馬との連携がモノをいう馬場馬術。5年前に本場・ドイツ留学を決意した。ジョンソン・エンド・ジョンソン傘下の医薬品会社社長の座を後進に譲り、単身渡独。現地トレーナー宅に住み込んでの生活が始まった。50年間、人馬一体の日々を送ったが、指導されたのはイロハのイとも言うべき「馬に乗ったときの正しい姿勢」。プライドをズタズタにされても五輪出場の夢を捨てきれなかった。
44年前の東京五輪では障害飛越で40位。84年ロス五輪は補欠、88年ソウル五輪では代表に選ばれたが馬が検疫に引っ掛かって出場を断念した。昨年も馬インフルエンザの世界的流行で競技会の日程が流動的に。それでも毎日1時間は独学で編み出した補強&ストレッチ運動を欠かさず、帰国して再びドイツへ向かう際はスーツケース満載の食材を携え、日本食の自炊生活も行った。
一昨年12月には愛馬ウィスパー(11歳牝馬)と運命的な出会い。「一流の馬は億単位」(関係者)という出費も家族の理解があってこそだった。神経質な愛馬を入念に調教し、人馬一体の演技を可能とした。
上位2カ国に五輪出場権が与えられる東南アジア・オセアニア地区予選で日本は豪州に次いで2位となり、6位入賞だった東京以来44年ぶりの出場権が確定。日本馬術連盟の規約では審査会の上位3選手が代表に決まるため、日本人トップの法華津が代表に内定した。

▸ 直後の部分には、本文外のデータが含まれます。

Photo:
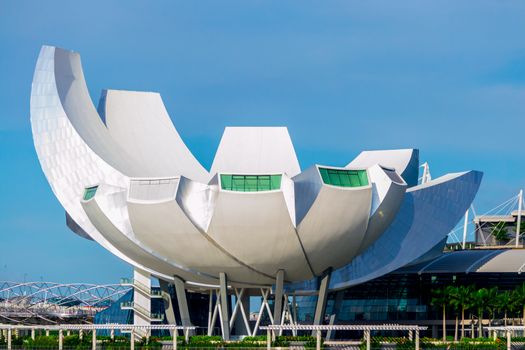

アテネ五輪の馬場馬術団体の金、銀、銅はドイツ、スペイン、米国。『じじの星になる』がモットーの法華津は「馬の状態を整え、自分も実力を出せるように準備したい」と静かに意欲を語った。「祖先は四国の水軍」(夫人の元子さん)という“海賊魂”でメダル獲りに挑む。
(山田貴史)
◆法華津の妻・元子さん
「今回が最後ですから本当に良かったという気持ちです。競技を長くやっていく中で最終目標はやはり五輪。弱音を漏らすことは一度もありませんでした」
★「法華津」という名のルーツは?
東京都出身の法華津だが、珍しい名字の通りそのルーツは四国・宇和島(愛媛)にあるという。現在、石垣などが残る伊予法華津城は水軍であった法華津七城の本城。法華津湾に面して半島状に突き出した丘陵に築かれている。法華津氏は、宇和西園寺氏十五将の中で船戦ができる唯一の勢力であったとされる。また、標高436メートルの法華津峠は宇和島市と西予市との市境をなす峠。ちなみに、北京五輪出場が内定した法華津も祖父の代に四国から上京したという。
■法華津寛(ほけつ・ひろし=馬場馬術)
1941(昭和16)年3月28日、東京都出身、66歳。12歳で馬術を始め、慶大に進学。64年東京五輪の障害飛越で40位。その後に馬場馬術に転向。五輪再挑戦を決意した03年からドイツ在住。
■日本の五輪最年長出場
日本における五輪最年長出場は1988年ソウル大会で馬場馬術に出場した井上喜久子氏の63歳9カ月。法華津は3月に67歳となり、最年長記録を更新する。ちなみに最年少記録は夏季五輪では92年バルセロナ五輪の岩崎恭子の14歳と6日、冬季では36年ガルミッシュ・パルテンキルヘン五輪に出場したフィギュアスケート女子シングル稲田悦子の12歳11カ月。
■日本の馬術の歴史
日本はベルギー、デンマーク、米国、フランス、イタリア、ノルウェー、スウェーデンとともに1921年に国際馬術連盟(FEI)を創設。日本乗馬協会は22年に創立された。五輪初参加は28年のアムステルダム大会、32年のロサンゼルス大会の障害飛越個人で男爵(バロン)だったことから「バロン西」と呼ばれていた西竹一が金メダルを獲得した。51年にFEIに復帰し、52年のヘルシンキ大会が戦後初の五輪参加。2004年アテネ大会の日本人最高成績は障害飛越個人の杉谷泰造の16位。
■五輪メダリストの最年長
1920年、第7回アントワープ大会の射撃ランニング・ディア(単発)団体に出場したオスカー・スパーン(スウェーデン)が最年長。72歳280日で銀メダルを獲得した。
■馬場馬術
五輪で行われる3種(馬場馬術、障害飛越、総合馬術)のうちの1つ。20×60メートルの馬場で、規定のコース、歩き方にのっとって運動・演技をさせ、審査員が採点して得点を争う。馬の調教レベル、騎手の技量が競われる。人馬共に礼儀作法も問われ、馬にもドレスアップが施される。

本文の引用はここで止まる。